A lei sobre o casamento homossexual - reflexões finais

A Trezzu pediu-me para escrever sobre a recente lei que aprovou, entre nós, o casamento homossexual. A minha opinião sobre este assunto é conhecida. Por um lado, aceito perfeitamente que existam pontos de vista contraditórios sobre matérias como esta. Por outro, parece-me hipócrita vir defender o «não» ao projecto de lei apresentado pelo Governo e finalmente aceite pelo Parlamento, dizendo que o assunto não é urgente nem prioritário (porque não? Para os interessados, deve haver poucos assuntos com a mesma importância) ou argumentando com uma eventual inconstitucionalidade da lei por não admitir também a adopção por casais homossexuais.

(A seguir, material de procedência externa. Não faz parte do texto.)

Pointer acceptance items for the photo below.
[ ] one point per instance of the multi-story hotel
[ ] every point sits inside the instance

Entenda-se bem. Esta última atitude é puro fingimento na boca dos que se opõem ao casamento homossexual. (É perfeitamente natural nos que defendem casamento e adopção: eis-me, por uma vez sem exemplo, a apoiar uma posição do Bloco de Esquerda). Com efeito, o que pretendem aqueles é que a impossibilidade da adopção venha a ferir de morte o projecto aprovado e a adiar – para as calendas gregas! – a aprovação do próprio casamento homossexual. Mera manobra dilatória porque é evidente que o que os preocupa não é que os casais homossexuais não possam adoptar. Isso, pelo contrário, até lhes agrada. O que os preocupa é que haja casais homossexuais. Qualquer argumento é bom para acabar com essa «aberração». Daí a hipocrisia.

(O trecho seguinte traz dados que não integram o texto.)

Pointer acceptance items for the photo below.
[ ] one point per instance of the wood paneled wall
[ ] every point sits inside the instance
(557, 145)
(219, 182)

E sinto-me obrigado a falar novamente de Alberto Gonçalves, o meu querido cronista de serviço, que volta a brandir armas contra esta (segundo ele) inaceitável química social tendo o cuidado de dizer que, pessoalmente, é a favor desta medida mas acha, simplesmente, que não compete ao Estado alterar instituições seculares. Peço desculpa mas aceito mais facilmente os que se pronunciam claramente pelo «não» do que aqueles que pretendem enroupar a sua rejeição em trajes de máscara. Esta ideia de que o direito deve seguir cegamente a opinião das maiorias ou as tradições multisseculares é bastante peculiar. A aceitá-la, estaríamos hoje ainda a consagrar a pena de morte ou a escravatura. A verdade é que cabe ao Estado, dentro de certos limites, acompanhar a vida – conformando-se com os valores que os novos tempos vão tornando aceitáveis e, na maioria dos casos, desejáveis. Aconteceu assim, por exemplo, com a liberalização do divórcio que ninguém de bom senso agora contesta, embora possamos opor-nos a disposições particulares mesmo se bem-intencionadas duma nova lei, principalmente pelos aspectos negativos que pode ter sobre a protecção da parte mais fraca, normalmente a mulher. Nada impede o Estado de actuar em matéria de usos e costumes, sem que nisso se veja uma forma de controlo ou de experiência social. Só não deve fazê-lo de forma cega mas pesando cuidadosamente e em cada caso concreto os argumentos contra ou a favor de umas e outras posições. A verdade é que as coisas evoluem. E a definição de casamento não deve ser considerada como gravada em pedra. É estranho que sejam aqueles que criticam os «relativistas» a pretender que o Estado não possa intervir neste e noutros domínios.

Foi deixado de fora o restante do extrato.